O massoterapeuta Pedro Lucas, 24, em contrapartida acredita que a polícia existe exclusivamente para oprimir pessoas de cor e não se surpreende mais com as revistas policiais e os casos de racismo. “Nós somos as vítimas dessa sociedade que tenta nos calar o tempo todo, de maneira velada ou explicita. Sofremos sim opressão e não vejo sentido de a polícia existir se não fosse para proteger o poder do branco. Quando eu tinha mais ou menos quatorze anos entraram na minha casa em um bairro da periferia e quebraram tudo, reviraram a casa toda atrás de alguém que não morava lá, confundiram meu primo com um suspeito.
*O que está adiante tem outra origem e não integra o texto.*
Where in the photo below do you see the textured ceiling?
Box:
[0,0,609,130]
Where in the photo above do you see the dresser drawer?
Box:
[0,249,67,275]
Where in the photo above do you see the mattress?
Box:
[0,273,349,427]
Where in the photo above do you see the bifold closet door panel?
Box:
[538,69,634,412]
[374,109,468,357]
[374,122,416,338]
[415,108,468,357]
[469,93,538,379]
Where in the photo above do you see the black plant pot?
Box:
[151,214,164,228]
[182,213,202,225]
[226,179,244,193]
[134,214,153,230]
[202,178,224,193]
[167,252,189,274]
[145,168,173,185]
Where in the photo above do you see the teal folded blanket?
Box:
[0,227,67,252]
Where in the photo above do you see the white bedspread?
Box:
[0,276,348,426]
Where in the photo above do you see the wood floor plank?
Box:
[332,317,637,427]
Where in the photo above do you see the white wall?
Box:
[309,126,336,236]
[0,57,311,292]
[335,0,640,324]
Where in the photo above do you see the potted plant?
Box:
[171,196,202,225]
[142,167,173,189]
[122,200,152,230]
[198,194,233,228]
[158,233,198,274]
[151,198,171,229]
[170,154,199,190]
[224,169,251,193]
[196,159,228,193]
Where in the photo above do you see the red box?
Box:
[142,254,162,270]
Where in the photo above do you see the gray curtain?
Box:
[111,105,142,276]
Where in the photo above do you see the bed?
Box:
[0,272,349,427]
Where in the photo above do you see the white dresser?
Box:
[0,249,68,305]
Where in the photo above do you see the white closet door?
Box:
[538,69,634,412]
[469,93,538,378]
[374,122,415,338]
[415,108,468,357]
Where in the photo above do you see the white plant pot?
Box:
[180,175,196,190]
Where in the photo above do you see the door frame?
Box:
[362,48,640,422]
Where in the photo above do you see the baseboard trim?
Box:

Ficamos com medo. Minha avó estava chorando, bateram no meu pai, ficamos desesperados… parecia um filme de terror. Quando perceberam que meu primo não era bandido não pediram desculpas e ainda nos ameaçaram caso nós os denunciássemos e quem fala de ‘mimimi’ não sabe o que está falando, foi uma abordagem extremamente truculenta e que me traumatizou para sempre”, relembra Lucas que pondera, “Branco passa por revistas e ainda sim sem violência uma ou duas vezes na vida, para nós negros isso é rotina. Na Praça Sete policiais fazem diariamente uma

ronda e eu desafio você a ficar lá por algumas horas para ver quantos negros e brancos serão abordados” finaliza.

Histórias como essas de injustiça e desigualdade estão em todos os locais e na nossa capital não é diferente. Para a polícia muitas vezes ser pobre, ser negro, é um crime maior que estar portando entorpecentes. O título que Minas Gerais ostenta com orgulho, de melhor polícia militar do Brasil, é questionável se perguntarmos à população menos favorecida, à parcela sem privilégios que não mora na zona sul ou não segue o padrão estético eurocêntrico. A violência policial é um problema ao redor do Brasil e o genocídio de jovens negros é extremamente preocupante. Segundo a edição de 2014 do Anuário Brasileiro de Segurança Pública, entre 2009 e 2014 as polícias brasileiras –civil e militar- mataram tanto quanto a americana trinta anos.

De acordo com a Comissão Parlamentar de Inquérito (CPI) do Senado sobre o Assassinato de Jovens divulgada em junho de dois mil e dezesseis, todo ano 23.100 jovens negros de 15 a 29 anos são assassinados. São 63 por dia. Um a cada 23 minutos. Em 2017 o Instituto de Pesquisa Econômica Aplicada (IPEA) em uma pesquisa com o Fórum Brasileiro de Segurança Pública apontou que taxa de jovens negros assassinados no Brasil 2015 é duas vezes maior que a taxa de jovens brancos assassinados no mesmo período. É evidente que “All Lives Matter” (todas as vidas importam), mas são as vidas negras que estão sendo exterminadas e precisamos não apenas falar, mas mudar isso com urgência.